Oh, I'm ok. Just the same old stuff around here. Yeah, Critter is great, she only sort of understands this whole Christmas thing. Yeah, she is sort of scared of Santa still, but conversely has become obsessed with the "Twas the Night Before Christmas" book she got last year. She looks at Santa with fear and awe. I guess that's about right.

Me? Oh, I'm fine. Still freaked out by people, crowds, but whatever, I'll get over it I guess. My ovaries? Eh, they are the same too. Still not sure about the whole cycle again thing. Yeah, me and Mr. P have talked about it again, but no forward movement really. He seems more amenable to the idea now, for sure. I think I'm the one really dragging my feet at this point.

Holiday plans? Yeah, we are travelling Back East to see my family for Xmas. Not looking forward to the crowded airports, but I think it will be nice to see my family for the holidays. It has been several years since we went Back East for a major holiday. That's what infertility and a new baby will do to you.

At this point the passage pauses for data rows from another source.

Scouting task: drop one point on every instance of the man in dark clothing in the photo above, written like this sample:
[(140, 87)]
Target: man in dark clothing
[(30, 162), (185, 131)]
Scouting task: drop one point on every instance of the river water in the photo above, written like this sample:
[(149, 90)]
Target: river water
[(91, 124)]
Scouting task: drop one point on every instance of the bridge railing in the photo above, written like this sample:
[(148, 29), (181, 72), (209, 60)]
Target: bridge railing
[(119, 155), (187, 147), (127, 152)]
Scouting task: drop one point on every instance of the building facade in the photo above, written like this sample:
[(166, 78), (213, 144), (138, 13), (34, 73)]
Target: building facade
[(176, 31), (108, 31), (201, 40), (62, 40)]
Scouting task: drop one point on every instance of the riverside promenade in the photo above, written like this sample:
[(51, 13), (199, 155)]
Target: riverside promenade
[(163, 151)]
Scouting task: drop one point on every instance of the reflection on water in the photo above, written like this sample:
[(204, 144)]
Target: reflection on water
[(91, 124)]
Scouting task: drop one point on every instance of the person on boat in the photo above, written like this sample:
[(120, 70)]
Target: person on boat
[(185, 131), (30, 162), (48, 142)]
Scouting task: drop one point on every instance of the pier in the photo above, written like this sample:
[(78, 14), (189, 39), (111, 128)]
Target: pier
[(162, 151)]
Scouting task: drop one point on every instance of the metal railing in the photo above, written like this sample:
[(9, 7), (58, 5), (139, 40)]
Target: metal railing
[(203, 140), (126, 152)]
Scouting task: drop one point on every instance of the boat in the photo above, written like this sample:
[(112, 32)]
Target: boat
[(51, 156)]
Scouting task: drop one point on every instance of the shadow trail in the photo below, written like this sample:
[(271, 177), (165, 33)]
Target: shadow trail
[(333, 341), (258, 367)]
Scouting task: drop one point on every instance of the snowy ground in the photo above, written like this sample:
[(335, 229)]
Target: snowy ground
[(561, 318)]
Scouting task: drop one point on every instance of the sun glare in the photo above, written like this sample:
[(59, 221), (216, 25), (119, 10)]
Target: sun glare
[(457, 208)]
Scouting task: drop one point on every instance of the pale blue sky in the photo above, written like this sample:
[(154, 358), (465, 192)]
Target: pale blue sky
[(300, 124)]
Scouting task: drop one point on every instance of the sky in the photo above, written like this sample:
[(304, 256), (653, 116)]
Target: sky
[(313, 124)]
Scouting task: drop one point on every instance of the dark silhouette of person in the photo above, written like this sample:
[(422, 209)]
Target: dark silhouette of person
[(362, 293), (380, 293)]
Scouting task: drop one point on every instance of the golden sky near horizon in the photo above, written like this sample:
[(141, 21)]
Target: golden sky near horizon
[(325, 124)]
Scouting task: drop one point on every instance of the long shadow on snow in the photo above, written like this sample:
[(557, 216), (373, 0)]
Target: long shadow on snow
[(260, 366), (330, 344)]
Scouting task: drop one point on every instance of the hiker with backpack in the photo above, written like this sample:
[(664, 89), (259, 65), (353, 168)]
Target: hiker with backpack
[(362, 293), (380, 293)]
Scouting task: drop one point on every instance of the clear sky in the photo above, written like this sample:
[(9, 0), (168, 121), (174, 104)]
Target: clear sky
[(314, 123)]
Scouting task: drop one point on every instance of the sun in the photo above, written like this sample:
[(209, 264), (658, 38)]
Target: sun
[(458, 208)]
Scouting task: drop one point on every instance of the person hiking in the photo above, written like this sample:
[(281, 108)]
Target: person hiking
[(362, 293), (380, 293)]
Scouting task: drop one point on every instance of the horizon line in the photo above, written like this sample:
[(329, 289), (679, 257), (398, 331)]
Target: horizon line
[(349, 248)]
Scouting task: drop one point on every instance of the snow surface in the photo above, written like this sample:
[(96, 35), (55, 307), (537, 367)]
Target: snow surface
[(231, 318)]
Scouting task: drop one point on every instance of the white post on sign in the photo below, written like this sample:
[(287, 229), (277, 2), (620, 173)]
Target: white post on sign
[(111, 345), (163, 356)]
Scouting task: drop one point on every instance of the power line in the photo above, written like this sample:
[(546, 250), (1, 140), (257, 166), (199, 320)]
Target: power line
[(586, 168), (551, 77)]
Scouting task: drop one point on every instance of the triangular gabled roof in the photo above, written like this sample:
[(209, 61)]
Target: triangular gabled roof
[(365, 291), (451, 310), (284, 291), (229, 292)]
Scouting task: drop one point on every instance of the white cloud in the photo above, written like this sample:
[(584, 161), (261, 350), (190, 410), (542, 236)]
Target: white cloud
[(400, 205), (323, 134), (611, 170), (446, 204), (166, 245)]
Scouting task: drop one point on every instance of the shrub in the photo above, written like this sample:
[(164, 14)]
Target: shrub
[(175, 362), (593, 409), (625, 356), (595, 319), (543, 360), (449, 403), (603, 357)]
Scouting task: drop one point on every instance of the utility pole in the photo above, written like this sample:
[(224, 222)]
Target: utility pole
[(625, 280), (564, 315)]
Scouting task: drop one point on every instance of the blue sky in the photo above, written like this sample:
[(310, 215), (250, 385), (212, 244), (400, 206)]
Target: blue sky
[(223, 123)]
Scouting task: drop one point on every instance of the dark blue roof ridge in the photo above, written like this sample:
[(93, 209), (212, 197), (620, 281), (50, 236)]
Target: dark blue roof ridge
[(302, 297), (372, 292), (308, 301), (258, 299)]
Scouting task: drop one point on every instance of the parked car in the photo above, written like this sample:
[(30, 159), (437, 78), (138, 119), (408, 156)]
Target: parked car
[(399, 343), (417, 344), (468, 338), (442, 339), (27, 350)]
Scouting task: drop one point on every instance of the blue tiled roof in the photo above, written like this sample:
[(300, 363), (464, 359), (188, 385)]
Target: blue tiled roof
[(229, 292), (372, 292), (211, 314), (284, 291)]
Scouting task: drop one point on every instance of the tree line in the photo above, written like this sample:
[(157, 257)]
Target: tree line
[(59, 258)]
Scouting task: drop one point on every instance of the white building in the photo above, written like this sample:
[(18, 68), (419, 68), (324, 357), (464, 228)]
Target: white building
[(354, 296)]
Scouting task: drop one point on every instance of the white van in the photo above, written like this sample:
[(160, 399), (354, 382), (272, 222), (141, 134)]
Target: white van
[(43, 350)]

So, yeah. It was good to chat with you. Let's not wait so long next time to catch up, ok? Hugs.



(p.s. - you are supposed to leave your half of our conversation in the comments)

Monday, December 17, 2012

traumatized

I went to the grocery store on Sunday. We were out of everything, it had to be done. I went to my local store, during the football game, so it wouldn't be too crowded.

I noticed when I walked into the store, I felt nervous. Fluttery stomach, heart beating fast. I glanced around, looking suspiciously at everyone. I moved quickly and was way too hyper-vigilant about my surroundings.

I got everything I needed as fast as I could and was happy to leave the store.

How messed up is that?

I live half a country away from the East Coast, from Connecticut. I do not know anyone, or know anyone who knows anyone, directly involved. I don't do Facebook, Twitter or any other of that over-connected crap. I've limited my news consumption since Friday, trying hard not to exposed myself to sad or gory details that could further traumatize me.

But that's the rub, isn't it? I'm already traumatized. I'm affected. I'm anxious in crowds now. I'm distrustful of others. I just want to stay home.

And it's not just Connecticut, it's Oregon too. It's Texas, it's Colorado. It's everywhere, it seems.

I'm having a hard time with this, more so than I ever have before. How do you move on? Mel talked of faith and I commented on her blog that faith is one thing I generally lack. It's true, I'm not a faith-based person. I struggle with "just believing" in something. I want proof, I want fact. And right now, the facts point me in a very scary direction.

I tell myself it will all be ok, that we will all be ok. I'm hoping it will sink in at some point and feel more true than it does right now.